Dead bodies of dozens of women and children slaughtered by ISIS fighters have been unearthed at two mass graves in an Iraq football stadium. The chilling discovery was made by Iraqi cops who were led to the graves by captured Islamic State militants.
They
found at least 40 bodies, among them women and children and men in
civilian clothes, at the 40,000 capacity Al Ramadi Stadium in the
western city of Ramadi.
Officials believe Islamic State militants
used the stadium as a mass graveyard to dump their slaughtered victims
during their reign of terror in the city.
The Iraq-US coalition
suffered a major blow last May after Ramadi, the provincial capital of
Anbar, was captured by Islamic State.
But following the city's
liberation last December, the barbarism of Sunni terrorist group's
brutal regime is only just coming to light.
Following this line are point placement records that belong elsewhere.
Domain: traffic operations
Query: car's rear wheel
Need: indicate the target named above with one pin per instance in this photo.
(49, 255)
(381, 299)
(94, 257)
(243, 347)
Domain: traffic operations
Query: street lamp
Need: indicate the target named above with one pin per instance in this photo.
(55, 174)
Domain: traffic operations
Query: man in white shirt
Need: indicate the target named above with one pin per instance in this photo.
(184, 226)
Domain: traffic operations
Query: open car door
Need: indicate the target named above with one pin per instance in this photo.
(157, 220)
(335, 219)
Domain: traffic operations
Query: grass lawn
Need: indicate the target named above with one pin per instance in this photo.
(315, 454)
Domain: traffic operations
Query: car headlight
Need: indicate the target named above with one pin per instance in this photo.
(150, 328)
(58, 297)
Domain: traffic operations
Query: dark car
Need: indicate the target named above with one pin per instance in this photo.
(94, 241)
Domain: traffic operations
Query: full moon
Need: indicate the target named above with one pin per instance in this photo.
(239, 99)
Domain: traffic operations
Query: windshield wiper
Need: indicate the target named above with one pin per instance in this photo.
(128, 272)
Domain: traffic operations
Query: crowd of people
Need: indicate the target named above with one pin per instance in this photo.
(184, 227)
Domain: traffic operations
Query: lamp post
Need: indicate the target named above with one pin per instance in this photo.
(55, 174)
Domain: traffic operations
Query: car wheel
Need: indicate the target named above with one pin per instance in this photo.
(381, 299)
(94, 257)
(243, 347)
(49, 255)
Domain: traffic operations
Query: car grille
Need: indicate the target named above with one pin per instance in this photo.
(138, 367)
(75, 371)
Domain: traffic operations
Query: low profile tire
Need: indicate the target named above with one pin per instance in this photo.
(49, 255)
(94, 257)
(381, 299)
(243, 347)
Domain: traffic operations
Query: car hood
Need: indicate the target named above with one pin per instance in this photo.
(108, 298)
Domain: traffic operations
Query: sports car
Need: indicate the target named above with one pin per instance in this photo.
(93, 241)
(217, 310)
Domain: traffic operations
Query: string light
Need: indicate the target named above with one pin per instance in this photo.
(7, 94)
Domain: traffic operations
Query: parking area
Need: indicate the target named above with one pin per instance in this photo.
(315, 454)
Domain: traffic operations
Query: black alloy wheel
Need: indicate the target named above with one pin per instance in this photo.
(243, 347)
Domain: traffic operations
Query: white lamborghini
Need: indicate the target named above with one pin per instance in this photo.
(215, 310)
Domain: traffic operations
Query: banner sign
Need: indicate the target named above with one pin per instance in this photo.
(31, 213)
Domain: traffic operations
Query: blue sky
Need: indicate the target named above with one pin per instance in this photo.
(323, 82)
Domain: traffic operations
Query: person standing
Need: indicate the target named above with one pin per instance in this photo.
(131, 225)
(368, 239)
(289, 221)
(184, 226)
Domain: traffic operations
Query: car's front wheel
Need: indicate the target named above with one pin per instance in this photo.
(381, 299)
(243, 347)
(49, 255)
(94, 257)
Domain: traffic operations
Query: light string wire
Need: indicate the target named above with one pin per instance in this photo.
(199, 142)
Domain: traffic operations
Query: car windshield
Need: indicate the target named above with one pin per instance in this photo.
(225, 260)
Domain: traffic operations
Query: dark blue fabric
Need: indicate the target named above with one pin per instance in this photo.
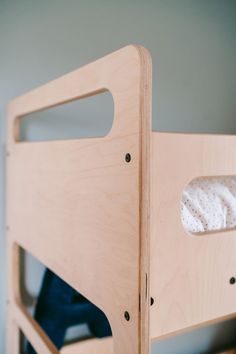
(59, 306)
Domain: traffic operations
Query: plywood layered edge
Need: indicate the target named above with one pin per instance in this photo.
(79, 207)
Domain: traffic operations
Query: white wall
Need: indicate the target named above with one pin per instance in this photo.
(194, 54)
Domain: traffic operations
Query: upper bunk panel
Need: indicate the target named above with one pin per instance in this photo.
(190, 275)
(75, 205)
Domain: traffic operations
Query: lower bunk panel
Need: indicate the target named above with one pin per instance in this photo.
(190, 275)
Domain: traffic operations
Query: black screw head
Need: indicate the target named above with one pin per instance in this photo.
(127, 316)
(127, 157)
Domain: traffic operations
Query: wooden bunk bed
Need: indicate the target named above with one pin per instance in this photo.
(123, 192)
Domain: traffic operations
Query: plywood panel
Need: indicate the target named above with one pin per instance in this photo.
(189, 274)
(79, 206)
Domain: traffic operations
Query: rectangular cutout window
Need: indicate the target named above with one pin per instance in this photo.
(209, 204)
(84, 118)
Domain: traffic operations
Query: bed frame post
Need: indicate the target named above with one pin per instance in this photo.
(108, 200)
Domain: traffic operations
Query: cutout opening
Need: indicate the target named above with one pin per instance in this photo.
(65, 315)
(82, 118)
(208, 205)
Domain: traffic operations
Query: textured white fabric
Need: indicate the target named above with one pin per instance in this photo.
(209, 204)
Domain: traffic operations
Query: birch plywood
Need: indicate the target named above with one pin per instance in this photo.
(189, 274)
(91, 346)
(78, 206)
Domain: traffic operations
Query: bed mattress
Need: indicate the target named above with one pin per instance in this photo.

In December, the U.N. human rights office in Iraq said it received
reports of 16 mass graves discovered near the town of Sinjar after it
was liberated from the Islamic State group the previous month.
Among
the first mass graves uncovered in Sinjar — within days of Islamic
State forces being pushed out of the town — was one near the town’s
centre.
It was estimated to contain the bodies of 78 elderly women.
Another, about 10 miles outside of Sinjar, contained between 50 and 60 bodies of men, women and children.
The term "mass grave" is used by the U.N. to refer to a location where three or more murdered civilian victims are buried.